The changes that came were gradual, as all good things tend to be. Slowly I gained stamina and strength in my work. The farm helped me get to doctors to handle some of my more serious health issues. I began to use medication to control others. I found myself softening as I drove home the thought that happiness was a choice into my head. Often I would stop and look at where I was and remind myself, this is your goal. You achieved it. You are allowed to be happy. Over and over I pushed myself into putting a smile on, into thinking good thoughts. I looked deeper at everything until I saw the beauty in it, no matter what it was. I found new hobbies in photography and video editing.

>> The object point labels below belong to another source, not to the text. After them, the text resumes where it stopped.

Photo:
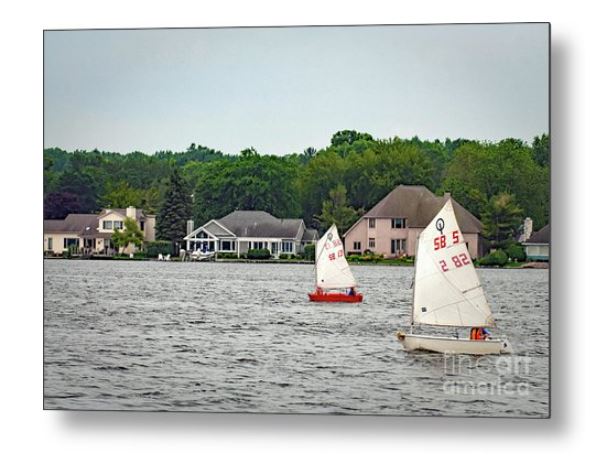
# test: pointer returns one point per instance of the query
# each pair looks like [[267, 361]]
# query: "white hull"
[[451, 345]]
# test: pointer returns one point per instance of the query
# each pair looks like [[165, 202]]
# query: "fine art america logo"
[[484, 376]]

I found more confidence as the months drifted by and I gained a stronger footing not just on the farm, but in our goat community. People began to ask my advice, which to this day often feels a bit strange, though I am always happy to help. People even stopped at the farm’s gate to ask me a question, and would tell me someone else had recommended me to them; that I would help them and answer questions about their goats. It made me feel happy when someone liked my photos, or told me how I had helped them. And I deserved to feel happy.
So I turned everything around and I did my best to be the person I wanted to be. I certainly was not – and am not! – perfect at it, but every effort makes a difference. As time went by, it became second nature to just… well, be me! Many a person has called me entirely too nice for my own good, and it’s true, perhaps being so patient has led me into troublesome spots, but I will always rather be the person I am now than what I was once.
The goats have changed my life. Before the goats I was filled with darkness I couldn’t defeat. Now their noses brush against my fingers and their breath blows it away like so much chaff in the wind. Though I have been “good” at many things in my life, only with goats has the key fit perfectly in the lock. Dozens of other hobbies have I picked up, enjoyed, grown bored of, and put back down again, but the goats are always there in the morning, and the hunger to know more about them has never even come close to be sated. The feel of a newborn kid squirming in my hands will always fill my heart, which was once cold and painful, with enough warmth to get me through any winter. Only with goats do I stand with confidence denied me through out the rest of my life, and they stand beside me and pull out my pockets, looking for the treat they know is there. Because of the goats, I have done what was impossible before.
No, my life isn’t perfect, and every day I still fight against demons that will always belong to me, but my life is good. Goats gave me freedom. Goats gave me my life back.